A journalist recently asked me, ‘How would you define yourself?’ It wasn’t quite the existential question that it first appears. What they meant was more like ‘ please sum up, in a few words and in a way that’s relevant to what we are talking about in this interview, what you are all about’. In this case, it was ‘author and cancer blogger’. For other interviews it’s been: cancer survivor, cancer fighter, cancer writer, inspirational cancer blogger… the list goes on. (Journalists don’t always give you the luxury of making your own definition, so I wouldn’t necessarily have endorsed all of these – you can probably tell which ones I don’t like…)
The question of defining ourselves is one I find myself returning to over and over. Partly, I think, because the time is coming when I need to make some changes (of which more anon). And partly because, once the ‘publish’ button is pressed, that definition of you is there forever. So once someone has written about me as ‘bravely battling cancer’ that definition sticks to me, no matter how little I like the definition.

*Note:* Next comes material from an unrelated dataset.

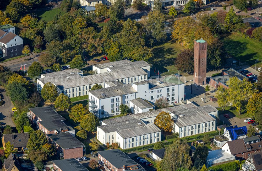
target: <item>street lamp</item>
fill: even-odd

For a while, cancer did define me. The way I slept, dressed, ate, looked, felt, the way I behaved, the things I did with my time, all happened within the limits put down by my dance with cancer. That’s not the case any more. There are days when cancer comes to the fore, when I’m speaking about it, or when I’m having a check-up. On other days, I am a mostly defined by my work as a writer; or a trainer. I’m always a mother, a wife, a daughter, a friend.
Over and above those deep identities created by love, loyalty and belonging, now the way I define myself alters according to the moment, the job, the mood, and the person I’m with. (There are people to whom I am, and will always be, a brave little soldier fighting cancer, and there’s not a lot I can do to change that, apart from refusing to engage with their version of me.) Of course, a lot of the time I’m far too busy doing whatever it is I’m doing to worry about definitions at all, and I guess that’s the best way.